GeomGCL: Geometric Graph Contrastive Learning for Molecular Property Prediction

Authors: Shuangli Li, Jingbo Zhou, Tong Xu, Dejing Dou, Hui Xiong4541-4549

AAAI 2022 | Conference PDF | Archive PDF | Plain Text | LLM Run Details

Reproducibility Variable Result LLM Response
Research Type Experimental Experimental results on seven real-life molecular datasets demonstrate the effectiveness of our proposed Geom GCL against state-of-the-art baselines.
Researcher Affiliation Collaboration Shuangli Li1, 2*, Jingbo Zhou2 , Tong Xu1, Dejing Dou2 , Hui Xiong3 1School of Computer Science and Technology, University of Science and Technology of China 2Business Intelligence Lab, Baidu Research 3Artificial Intelligence Thrust, The Hong Kong University of Science and Technology
Pseudocode No The paper describes the model framework and methods using text and mathematical equations, but does not provide pseudocode or a clearly labeled algorithm block.
Open Source Code Yes The code is available here1. 1https://github.com/Paddle Paddle/Paddle Helix/tree/dev/ research/geomgcl
Open Datasets Yes To evaluate the performance of our proposed model with the existing molecular representation learning methods, we use seven molecular datasets from Molecule Net (Wu et al. 2018) including Clin Tox, Sider, Tox21 and Tox Cast four physiology datasets for graph classification tasks, as well as ESOL, Free Solv and Lipophilicity three physical chemistry datasets for graph regression tasks.

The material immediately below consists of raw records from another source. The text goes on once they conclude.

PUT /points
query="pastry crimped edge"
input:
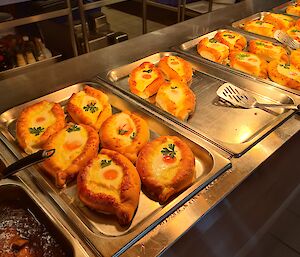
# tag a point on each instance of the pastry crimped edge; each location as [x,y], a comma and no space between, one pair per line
[202,46]
[152,88]
[185,175]
[75,111]
[89,151]
[240,43]
[129,191]
[22,125]
[163,101]
[263,65]
[279,78]
[130,151]
[172,74]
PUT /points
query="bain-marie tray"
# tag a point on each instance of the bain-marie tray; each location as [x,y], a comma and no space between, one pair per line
[103,231]
[234,129]
[190,48]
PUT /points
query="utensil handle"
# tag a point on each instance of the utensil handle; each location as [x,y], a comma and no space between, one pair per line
[285,106]
[26,162]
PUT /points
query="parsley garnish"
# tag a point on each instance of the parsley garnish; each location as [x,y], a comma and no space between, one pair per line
[105,163]
[212,40]
[73,128]
[90,107]
[170,151]
[36,131]
[133,135]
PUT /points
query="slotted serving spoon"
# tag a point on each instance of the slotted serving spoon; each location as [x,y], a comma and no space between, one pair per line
[242,98]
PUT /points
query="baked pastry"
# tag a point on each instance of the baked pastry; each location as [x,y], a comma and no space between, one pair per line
[174,67]
[75,145]
[284,74]
[37,123]
[110,184]
[213,50]
[260,27]
[295,59]
[280,21]
[176,98]
[145,80]
[294,32]
[249,63]
[125,133]
[293,10]
[268,50]
[89,106]
[232,39]
[166,166]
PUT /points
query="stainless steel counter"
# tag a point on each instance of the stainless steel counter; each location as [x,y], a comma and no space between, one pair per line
[35,84]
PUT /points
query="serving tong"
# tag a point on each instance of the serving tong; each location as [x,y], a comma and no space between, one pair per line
[25,162]
[242,98]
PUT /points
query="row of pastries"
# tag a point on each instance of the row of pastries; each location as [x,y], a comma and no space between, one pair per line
[108,180]
[260,58]
[167,85]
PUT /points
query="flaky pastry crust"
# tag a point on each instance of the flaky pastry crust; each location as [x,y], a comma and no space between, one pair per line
[53,165]
[78,113]
[125,133]
[123,206]
[183,173]
[32,143]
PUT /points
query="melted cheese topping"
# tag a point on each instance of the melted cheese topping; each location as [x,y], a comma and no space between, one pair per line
[64,155]
[289,72]
[142,83]
[164,171]
[85,101]
[96,181]
[176,64]
[42,117]
[123,120]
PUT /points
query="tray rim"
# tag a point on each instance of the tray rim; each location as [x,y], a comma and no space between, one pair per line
[221,164]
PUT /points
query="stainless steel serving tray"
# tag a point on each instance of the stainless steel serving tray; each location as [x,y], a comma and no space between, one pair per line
[234,129]
[190,48]
[102,230]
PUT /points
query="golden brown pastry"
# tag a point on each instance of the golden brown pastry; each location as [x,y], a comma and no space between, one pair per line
[280,21]
[166,166]
[174,67]
[176,98]
[249,63]
[75,145]
[284,74]
[125,133]
[260,27]
[37,123]
[110,184]
[232,39]
[293,10]
[145,80]
[213,50]
[89,106]
[268,50]
[295,59]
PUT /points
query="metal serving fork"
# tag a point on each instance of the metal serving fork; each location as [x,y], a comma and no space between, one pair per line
[242,98]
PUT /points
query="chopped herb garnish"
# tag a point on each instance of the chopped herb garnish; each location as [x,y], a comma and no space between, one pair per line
[122,131]
[229,36]
[105,163]
[36,131]
[133,135]
[212,40]
[170,151]
[73,128]
[91,107]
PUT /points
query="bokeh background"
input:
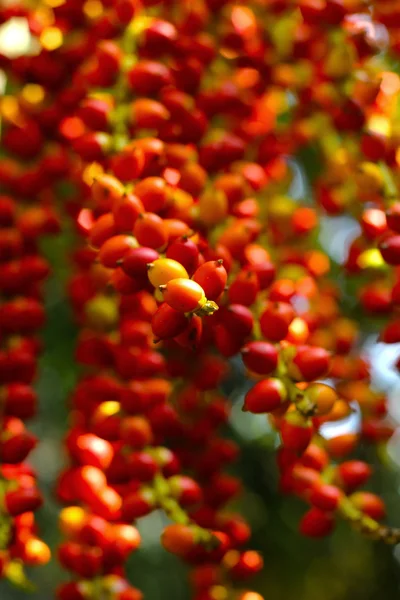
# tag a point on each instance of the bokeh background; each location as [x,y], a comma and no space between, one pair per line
[343,567]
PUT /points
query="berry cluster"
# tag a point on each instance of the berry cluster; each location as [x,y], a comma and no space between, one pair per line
[180,128]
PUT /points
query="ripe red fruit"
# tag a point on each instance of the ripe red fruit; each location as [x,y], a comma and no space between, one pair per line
[184,295]
[390,249]
[125,211]
[296,432]
[178,539]
[311,362]
[150,231]
[326,497]
[275,320]
[186,252]
[114,249]
[370,504]
[354,473]
[168,322]
[212,277]
[266,396]
[260,357]
[148,77]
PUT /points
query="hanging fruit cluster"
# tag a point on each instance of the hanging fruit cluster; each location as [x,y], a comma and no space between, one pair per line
[170,134]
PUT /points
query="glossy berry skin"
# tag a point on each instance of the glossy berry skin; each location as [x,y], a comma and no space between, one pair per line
[310,363]
[260,357]
[296,432]
[162,270]
[322,396]
[184,295]
[354,473]
[212,277]
[326,497]
[186,252]
[168,322]
[275,320]
[178,539]
[135,262]
[267,395]
[316,523]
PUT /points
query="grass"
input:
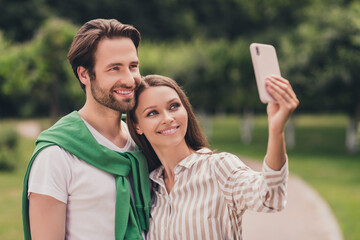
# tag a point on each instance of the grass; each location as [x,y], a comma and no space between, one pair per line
[319,157]
[11,187]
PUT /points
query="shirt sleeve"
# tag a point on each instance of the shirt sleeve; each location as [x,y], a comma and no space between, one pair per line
[50,174]
[244,188]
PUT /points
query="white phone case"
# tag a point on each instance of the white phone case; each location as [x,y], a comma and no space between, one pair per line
[265,64]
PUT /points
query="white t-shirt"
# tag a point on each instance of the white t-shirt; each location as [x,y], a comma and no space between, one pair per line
[88,192]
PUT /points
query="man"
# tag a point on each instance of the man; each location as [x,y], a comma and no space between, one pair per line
[78,185]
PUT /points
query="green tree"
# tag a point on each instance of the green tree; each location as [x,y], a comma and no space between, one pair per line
[322,57]
[36,77]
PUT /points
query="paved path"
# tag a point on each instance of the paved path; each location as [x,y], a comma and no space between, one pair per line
[306,216]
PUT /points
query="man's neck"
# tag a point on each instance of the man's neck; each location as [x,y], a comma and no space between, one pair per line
[107,122]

Dataset Splits Yes As recommended by the Molecule Net benchmarks (Wu et al. 2018), we randomly split each dataset into training, validation, and testing set with a ratio of 0.8/0.1/0.1.
Hardware Specification Yes We train all models on 24 Intel CPUs and Tesla K80 GPUs.

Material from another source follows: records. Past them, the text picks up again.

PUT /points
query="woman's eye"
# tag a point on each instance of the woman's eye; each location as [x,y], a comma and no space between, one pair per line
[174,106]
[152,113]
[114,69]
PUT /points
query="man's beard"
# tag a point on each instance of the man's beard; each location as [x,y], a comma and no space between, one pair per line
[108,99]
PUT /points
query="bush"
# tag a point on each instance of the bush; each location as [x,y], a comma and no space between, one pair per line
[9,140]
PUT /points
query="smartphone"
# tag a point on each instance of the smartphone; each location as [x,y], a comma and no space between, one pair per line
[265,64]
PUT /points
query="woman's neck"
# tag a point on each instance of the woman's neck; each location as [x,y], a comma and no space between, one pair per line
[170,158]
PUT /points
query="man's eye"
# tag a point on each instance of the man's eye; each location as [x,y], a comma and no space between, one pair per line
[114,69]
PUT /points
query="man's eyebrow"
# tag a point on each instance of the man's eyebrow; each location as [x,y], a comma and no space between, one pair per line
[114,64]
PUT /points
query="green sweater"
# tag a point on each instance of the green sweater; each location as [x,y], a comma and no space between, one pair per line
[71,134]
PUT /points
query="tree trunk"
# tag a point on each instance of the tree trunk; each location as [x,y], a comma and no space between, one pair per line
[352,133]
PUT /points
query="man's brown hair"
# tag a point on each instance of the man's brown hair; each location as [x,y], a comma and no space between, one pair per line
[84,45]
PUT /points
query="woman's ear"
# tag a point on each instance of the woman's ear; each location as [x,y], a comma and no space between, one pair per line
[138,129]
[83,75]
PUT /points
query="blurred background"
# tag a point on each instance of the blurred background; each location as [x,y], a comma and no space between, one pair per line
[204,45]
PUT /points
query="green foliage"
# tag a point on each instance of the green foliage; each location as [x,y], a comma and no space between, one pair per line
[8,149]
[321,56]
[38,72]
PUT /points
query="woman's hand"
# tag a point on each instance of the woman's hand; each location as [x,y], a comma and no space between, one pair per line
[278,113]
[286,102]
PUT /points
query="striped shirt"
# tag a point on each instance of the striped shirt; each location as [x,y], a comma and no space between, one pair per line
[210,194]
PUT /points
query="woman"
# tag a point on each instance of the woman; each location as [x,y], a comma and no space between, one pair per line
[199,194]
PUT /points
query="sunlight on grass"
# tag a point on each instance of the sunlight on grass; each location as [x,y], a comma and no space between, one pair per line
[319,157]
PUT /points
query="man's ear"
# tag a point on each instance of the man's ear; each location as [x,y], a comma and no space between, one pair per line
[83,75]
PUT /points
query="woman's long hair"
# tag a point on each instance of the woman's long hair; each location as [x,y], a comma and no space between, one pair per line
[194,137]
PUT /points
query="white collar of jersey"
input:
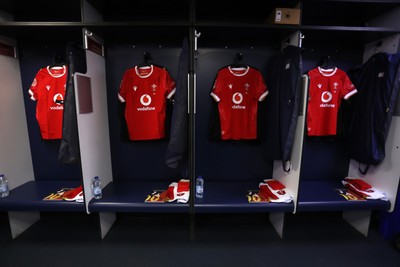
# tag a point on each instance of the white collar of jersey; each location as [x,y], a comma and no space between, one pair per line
[143,68]
[327,72]
[235,70]
[57,68]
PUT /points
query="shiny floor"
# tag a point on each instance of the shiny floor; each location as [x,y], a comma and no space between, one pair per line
[311,239]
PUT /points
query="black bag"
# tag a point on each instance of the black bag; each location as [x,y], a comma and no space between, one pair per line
[377,82]
[283,104]
[69,152]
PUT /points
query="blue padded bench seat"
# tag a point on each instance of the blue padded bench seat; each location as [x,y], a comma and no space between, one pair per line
[231,196]
[322,196]
[122,196]
[29,197]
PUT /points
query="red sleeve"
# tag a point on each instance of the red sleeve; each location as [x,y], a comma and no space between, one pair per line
[33,89]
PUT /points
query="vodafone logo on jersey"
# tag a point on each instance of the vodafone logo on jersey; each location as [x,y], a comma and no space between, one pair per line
[326,97]
[237,99]
[58,99]
[145,100]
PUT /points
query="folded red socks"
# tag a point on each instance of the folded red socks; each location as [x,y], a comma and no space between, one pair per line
[274,190]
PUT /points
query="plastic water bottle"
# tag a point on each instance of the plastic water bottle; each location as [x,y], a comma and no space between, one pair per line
[199,186]
[4,191]
[96,188]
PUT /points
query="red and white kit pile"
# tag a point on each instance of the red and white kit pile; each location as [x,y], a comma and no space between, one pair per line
[363,189]
[178,191]
[275,191]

Software Dependencies No We implement our model based on deep learning platform Paddle Paddle. This does not include a specific version number. No other software components with version numbers are listed.
Experiment Setup Yes We use Adam optimizer for model training with a learning rate of 1e-3. We set the batch size as 256 for contrastive learning and 32 for finetuning with the scale parameter τ = 0.5. The hidden size of all models is set to 128. The cutoff distance dθ is determined (4 A or 5 A) according to the size of the molecule on each dataset. We set the dimension K of geometric embedding as 64. The numbers of 3D angle domains and global distance domains are set to 4. The balancing hyper-parameter λ is set to 0.01 according to the performance on validation set.